Von Benjamin Lassiwe

Zum ersten Mal sind die Verhandlungen über eine Kenia-Koalition in Brandenburg deutlich wahrnehmbar ins Ruckeln geraten.Am Montagabend verhandelten die Delegationen von SPD, CDU und Grünen noch lange über die Themen Landwirtschaft und Umwelt. Bei den Gesprächen an den vorgehenden Tagen hatte man es immer geschafft, um 17.30 Uhr wenigstens ein Pressestatement abzugeben. Meist waren die Gespräche dann auch fertig. Am Montagabend allerdings hatten sich die Verhandler festgebissen. Grund dafür waren wohl die sehr kleinteiligen Punkte des 20 Seiten umfassenden Verhandlungsdokuments, das vor allem auf Wunsch der Grünen unzählige Detailregelungen umfasste. Dass die Verhandlungen ausgerechnet beim Thema Landwirtschaft länger dauerten, war allerdings zuvor erwartet worden: Denn für die Grünen sind dies bekanntlich die beiden wichtigsten Themenbereiche. Und da die Umweltpartei den Koalitionsvertrag am Ende der Verhandlungen in einer Mitgliederbefragung abstimmen lässt, ist sie hier zum Liefern verdammt.
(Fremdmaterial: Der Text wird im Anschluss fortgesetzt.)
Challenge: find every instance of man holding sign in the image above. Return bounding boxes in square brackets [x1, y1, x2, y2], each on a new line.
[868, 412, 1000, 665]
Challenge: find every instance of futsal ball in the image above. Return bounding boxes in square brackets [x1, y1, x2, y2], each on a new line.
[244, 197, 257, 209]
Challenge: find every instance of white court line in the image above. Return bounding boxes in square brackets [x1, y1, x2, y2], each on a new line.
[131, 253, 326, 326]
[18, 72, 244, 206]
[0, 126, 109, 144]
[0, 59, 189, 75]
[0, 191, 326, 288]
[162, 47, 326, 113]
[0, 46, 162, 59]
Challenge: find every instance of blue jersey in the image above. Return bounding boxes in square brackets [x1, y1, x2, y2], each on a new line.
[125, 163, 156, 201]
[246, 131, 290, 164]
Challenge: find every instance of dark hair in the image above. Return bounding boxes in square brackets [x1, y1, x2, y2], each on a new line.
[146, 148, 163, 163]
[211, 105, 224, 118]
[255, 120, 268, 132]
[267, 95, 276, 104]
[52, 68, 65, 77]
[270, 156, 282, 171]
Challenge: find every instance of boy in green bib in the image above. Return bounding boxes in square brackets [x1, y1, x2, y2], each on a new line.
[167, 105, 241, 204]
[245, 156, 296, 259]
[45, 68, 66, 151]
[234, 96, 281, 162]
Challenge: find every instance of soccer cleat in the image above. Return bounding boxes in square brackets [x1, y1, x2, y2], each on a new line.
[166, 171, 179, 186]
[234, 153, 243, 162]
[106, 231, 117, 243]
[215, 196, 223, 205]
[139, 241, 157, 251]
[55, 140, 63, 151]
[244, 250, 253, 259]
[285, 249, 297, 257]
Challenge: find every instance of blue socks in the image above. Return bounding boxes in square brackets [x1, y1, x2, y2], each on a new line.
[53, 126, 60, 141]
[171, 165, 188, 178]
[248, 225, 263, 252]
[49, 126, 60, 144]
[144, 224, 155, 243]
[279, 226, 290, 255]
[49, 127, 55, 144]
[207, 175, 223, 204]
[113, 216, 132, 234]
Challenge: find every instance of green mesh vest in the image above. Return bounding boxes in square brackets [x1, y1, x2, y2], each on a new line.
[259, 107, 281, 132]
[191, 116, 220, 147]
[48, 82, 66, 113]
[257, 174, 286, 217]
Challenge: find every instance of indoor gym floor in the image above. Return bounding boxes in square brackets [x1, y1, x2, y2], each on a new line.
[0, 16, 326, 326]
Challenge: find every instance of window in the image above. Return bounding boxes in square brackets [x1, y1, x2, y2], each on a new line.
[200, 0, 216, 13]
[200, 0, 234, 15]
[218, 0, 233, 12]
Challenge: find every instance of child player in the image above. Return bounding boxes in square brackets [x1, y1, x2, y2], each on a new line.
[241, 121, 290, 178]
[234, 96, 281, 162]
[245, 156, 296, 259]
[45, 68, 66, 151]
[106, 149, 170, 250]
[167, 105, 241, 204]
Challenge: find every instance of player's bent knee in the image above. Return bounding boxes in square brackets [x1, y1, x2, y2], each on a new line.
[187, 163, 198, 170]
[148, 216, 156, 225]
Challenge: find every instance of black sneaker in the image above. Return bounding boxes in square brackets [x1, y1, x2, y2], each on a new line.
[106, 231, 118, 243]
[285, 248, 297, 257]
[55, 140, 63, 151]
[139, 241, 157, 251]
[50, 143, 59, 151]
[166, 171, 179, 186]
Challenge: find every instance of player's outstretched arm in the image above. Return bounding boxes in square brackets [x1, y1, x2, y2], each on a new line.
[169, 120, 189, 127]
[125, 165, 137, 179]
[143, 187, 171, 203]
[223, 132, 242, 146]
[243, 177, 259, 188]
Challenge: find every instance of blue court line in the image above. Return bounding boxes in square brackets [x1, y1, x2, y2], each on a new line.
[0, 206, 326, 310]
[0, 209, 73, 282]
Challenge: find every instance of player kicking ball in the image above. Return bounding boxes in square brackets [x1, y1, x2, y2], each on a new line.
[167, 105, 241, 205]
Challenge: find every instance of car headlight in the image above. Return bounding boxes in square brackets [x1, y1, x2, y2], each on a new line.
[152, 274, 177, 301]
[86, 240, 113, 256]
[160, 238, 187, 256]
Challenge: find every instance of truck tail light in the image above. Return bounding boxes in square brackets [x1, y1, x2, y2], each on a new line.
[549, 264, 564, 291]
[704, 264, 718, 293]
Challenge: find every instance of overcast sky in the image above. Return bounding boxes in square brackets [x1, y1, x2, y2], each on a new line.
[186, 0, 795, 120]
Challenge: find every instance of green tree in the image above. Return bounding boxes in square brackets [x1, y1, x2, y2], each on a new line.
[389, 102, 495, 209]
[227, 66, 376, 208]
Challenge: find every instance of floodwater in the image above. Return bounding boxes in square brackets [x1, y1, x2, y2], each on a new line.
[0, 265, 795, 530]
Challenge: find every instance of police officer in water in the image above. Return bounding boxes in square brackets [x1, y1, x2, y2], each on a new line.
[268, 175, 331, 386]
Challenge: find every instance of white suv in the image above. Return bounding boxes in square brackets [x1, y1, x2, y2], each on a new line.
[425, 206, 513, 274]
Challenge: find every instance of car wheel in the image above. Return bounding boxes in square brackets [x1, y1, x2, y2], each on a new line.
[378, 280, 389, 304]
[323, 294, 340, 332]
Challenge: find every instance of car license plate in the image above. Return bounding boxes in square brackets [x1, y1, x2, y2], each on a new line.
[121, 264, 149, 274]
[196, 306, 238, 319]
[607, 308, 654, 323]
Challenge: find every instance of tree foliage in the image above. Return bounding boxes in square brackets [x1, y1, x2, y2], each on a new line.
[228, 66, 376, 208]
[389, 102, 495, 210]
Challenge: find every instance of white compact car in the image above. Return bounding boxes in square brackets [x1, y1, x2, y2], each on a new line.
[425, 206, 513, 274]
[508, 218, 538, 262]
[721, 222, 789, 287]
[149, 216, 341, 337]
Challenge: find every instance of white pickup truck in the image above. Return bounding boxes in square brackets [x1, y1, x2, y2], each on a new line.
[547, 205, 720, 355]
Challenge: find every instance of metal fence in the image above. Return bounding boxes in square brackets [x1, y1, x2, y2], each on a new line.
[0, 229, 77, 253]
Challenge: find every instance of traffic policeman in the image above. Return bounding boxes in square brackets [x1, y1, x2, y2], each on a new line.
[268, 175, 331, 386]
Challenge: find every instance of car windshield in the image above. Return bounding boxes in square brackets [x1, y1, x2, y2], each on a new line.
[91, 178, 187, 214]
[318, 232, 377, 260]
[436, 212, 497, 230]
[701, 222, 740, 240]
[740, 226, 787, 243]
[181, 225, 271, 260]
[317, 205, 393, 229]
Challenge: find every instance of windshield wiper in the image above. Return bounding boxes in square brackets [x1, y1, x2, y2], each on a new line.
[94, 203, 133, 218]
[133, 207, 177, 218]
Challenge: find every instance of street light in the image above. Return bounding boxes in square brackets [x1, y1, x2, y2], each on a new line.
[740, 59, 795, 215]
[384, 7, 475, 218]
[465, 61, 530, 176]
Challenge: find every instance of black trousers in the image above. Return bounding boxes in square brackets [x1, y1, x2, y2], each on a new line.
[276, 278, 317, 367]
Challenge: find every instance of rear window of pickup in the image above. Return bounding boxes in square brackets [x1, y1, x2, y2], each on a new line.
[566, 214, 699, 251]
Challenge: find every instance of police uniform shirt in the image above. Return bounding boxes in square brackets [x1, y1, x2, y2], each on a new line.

Doch das Liefern fiel den Grünen am späten Montagabend, als die Verhandler gegen 22.30 Uhr vor die Presse traten, sichtlich schwer. Denn bei Kernthemen der Umweltpartei, wie dem Einsatz von Pestiziden oder dem Klimaschutz, blieben die Verhadlungsführer der drei Parteien, Dietmar Woidke (SPD), Michael Stübgen (CDU) und Ursula Nonnemacher (Grüne), auch nach fast zwölf Stunden Beratung weitgehend unkonkret. Stattdessen betonten sie, dass das Papier der Koalition zu den am Dienstag behandelten Themen noch einmal überarbeitet und auch gekürzt werden müsse. „Das finale Papier werden wir erst in einigen Tagen beschließen können“, sagte Nonnemacher. „Vorher können wir nicht sagen, dass wir uns endgültig geeinigt haben.“

Bei den „chemisch-synthetischen“ Pflanzenschutzmitteln, also den Pesitziden, strebt die Koalition nach Angaben von Nonnemacher eine Halbierung von deren Einsatz bis 2030 an. Zum Einsatz von Pflanzenschutzmitteln in Naturschutzgebieten wollte sie sich aber nicht konkret äußern. „Es gibt zum Einsatz von chemisch-synthetischen Pflanzenschutzmitteln mehrere Detailvorschläge im Papier“, sagte Nonnemacher. „Da werden wir sehen, wie die Detailvorschläge nach der Kürzung des Papiers aussehen und ob sie auf unsere Zustimmung stoßen.“ Ähnlich unkonkret blieb es beim Klimaschutz: Dort habe man sich auf „detaillierteste und sehr feinsinnige Dinge“ geeinigt, sagte Nonnemacher. Vor der endgültigen Beschlussfassung darüber wolle sie sich aber nicht äußern. Ähnlich war es beim Förderprogramm für den Biolandbau: „Wir haben gesagt, dass wir Förderprogramme für den Biolandbau auflegen und dass es eine beträchtliche Steigerung beim Biolandbau geben wird“, sagte Nonnemacher. Die Ausgestaltung der Förderprogramme werde man aber noch beraten müssen. Ob das bis Donnerstag, wenn eigentlich die letzte Verhandlungsrunde angesetzt ist, gelingt, dürfte wohl fraglich sein.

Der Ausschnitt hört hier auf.